Na Idade Média (séculos V-XV), tivemos a ascensão do papado e fortalecimento da Igreja Católica. Na sequência, a expansão do monaquismo e desenvolvimento da teologia medieval. Claro que nada foi tão fácil e harmônico. Tivemos o Cisma do Oriente (1054) e a separação da Igreja Católica Romana da Igreja Ortodoxa, as cruzadas e suas expedições militares para recuperar a Terra Santa, momentos às vezes cruéis com a Inquisição e seus tribunais para combater as heresias. Mas também foi o período em que a Igreja Católica estabeleceu as primeiras universidades; criou uma rede de assistência social, cuidando de doentes e necessitados; preservou textos clássicos em mosteiros, salvando obras da antiguidade; desenvolveu sistemas agrícolas inovadores, e promoveu artes como arquitetura gótica e música gregoriana. A Igreja também estabeleceu o direito canônico, influenciando sistemas jurídicos modernos (a própria Inquisição introduziu o registro escrito detalhado dos processos, o exame de testemunhas e a necessidade de provas concretas para sustentar acusações).

Chegamos à Idade Moderna (séculos XVI-XVIII).
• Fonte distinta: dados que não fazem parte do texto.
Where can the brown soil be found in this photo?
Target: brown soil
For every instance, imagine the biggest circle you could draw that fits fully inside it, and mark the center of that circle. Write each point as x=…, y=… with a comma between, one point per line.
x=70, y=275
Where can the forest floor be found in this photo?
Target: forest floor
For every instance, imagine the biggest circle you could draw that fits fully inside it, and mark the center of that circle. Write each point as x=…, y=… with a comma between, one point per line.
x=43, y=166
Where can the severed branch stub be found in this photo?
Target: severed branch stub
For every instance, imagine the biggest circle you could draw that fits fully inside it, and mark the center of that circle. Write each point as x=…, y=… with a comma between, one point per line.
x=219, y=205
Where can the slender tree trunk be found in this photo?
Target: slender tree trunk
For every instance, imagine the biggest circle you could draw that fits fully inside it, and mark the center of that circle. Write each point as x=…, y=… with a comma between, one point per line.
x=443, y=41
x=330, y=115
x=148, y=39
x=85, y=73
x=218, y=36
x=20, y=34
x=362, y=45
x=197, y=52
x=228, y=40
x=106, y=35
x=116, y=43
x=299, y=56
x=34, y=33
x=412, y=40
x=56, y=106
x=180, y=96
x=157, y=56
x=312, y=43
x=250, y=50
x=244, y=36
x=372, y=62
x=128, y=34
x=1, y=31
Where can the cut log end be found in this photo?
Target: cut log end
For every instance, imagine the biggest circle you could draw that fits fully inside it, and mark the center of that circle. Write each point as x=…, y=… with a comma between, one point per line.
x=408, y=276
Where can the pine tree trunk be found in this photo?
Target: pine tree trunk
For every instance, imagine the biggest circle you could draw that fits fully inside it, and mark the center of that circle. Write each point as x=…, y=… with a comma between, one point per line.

Os conflitos da Reforma Protestante levaram a mais uma divisão da Igreja com o surgimento de novas denominações cristãs. Mudanças significativas que solicitaram uma Contrarreforma como resposta católica, com o Concílio de Trento, que reafirmou a autoridade papal e os dogmas da fé e os sete sacramentos da Igreja Católica; proibiu a venda de indulgências; estabeleceu regras para moralizar o clero; declarou que a Vulgata era a única tradução válida da Bíblia; estabeleceu normas para a impressão e aprovação de livros sobre assuntos sagrados (censura católica). Este período viu ainda a expansão missionária para as Américas, África e Ásia; e o surgimento do Iluminismo, questionando a autoridade da Igreja e o papel da religião na sociedade.

Por fim, na Idade Contemporânea (séculos XIX-XXI), a diminuição da influência religiosa na sociedade ocidental apresentou um grande desafio. A Igreja, com o Concílio Vaticano I (1869-1870), pretendeu combater os desvios do racionalismo, o materialismo e o ateísmo, defendendo os fundamentos da fé católica. Foi um momento-chave na formação da identidade católica contemporânea, ainda que aumentando a tensão entre a sociedade política e a Igreja. Já a partir do Concílio Vaticano II (1962-1965), que buscou a atualização da Igreja e sua abertura ao diálogo com os tempos atuais, a Igreja tem vivenciado novas formas de evangelização e de relação com o mundo secular, conciliando fé e razão, se engajando em debates sobre temas complexos, como bioética e inteligência artificial – equilibrando a fidelidade à sua tradição com a necessidade de se adaptar aos novos tempos.

Em sua carta sobre a renovação do estudo da história da Igreja, o Papa Franscisco conclui: “Gostaria de recordar que estamos a falar de estudo e não de conversa fiada, de leitura superficial, de ‘cópia e cola’ de resumos da Internet. Hoje em dia, muitas pessoas estimulam a perseguir o sucesso a baixo preço, desacreditando o sacrifício, inculcando a ideia de que o estudo não serve se não leva imediatamente a algo concreto. Não, o estudo serve para se questionar, para não deixar anestesiar pela banalidade, para procurar um sentido na vida […] Eis a vossa tarefa: responder aos estribilhos paralisantes do consumismo cultural com escolhas dinâmicas e fortes, com a riqueza, o conhecimento e a partilha”.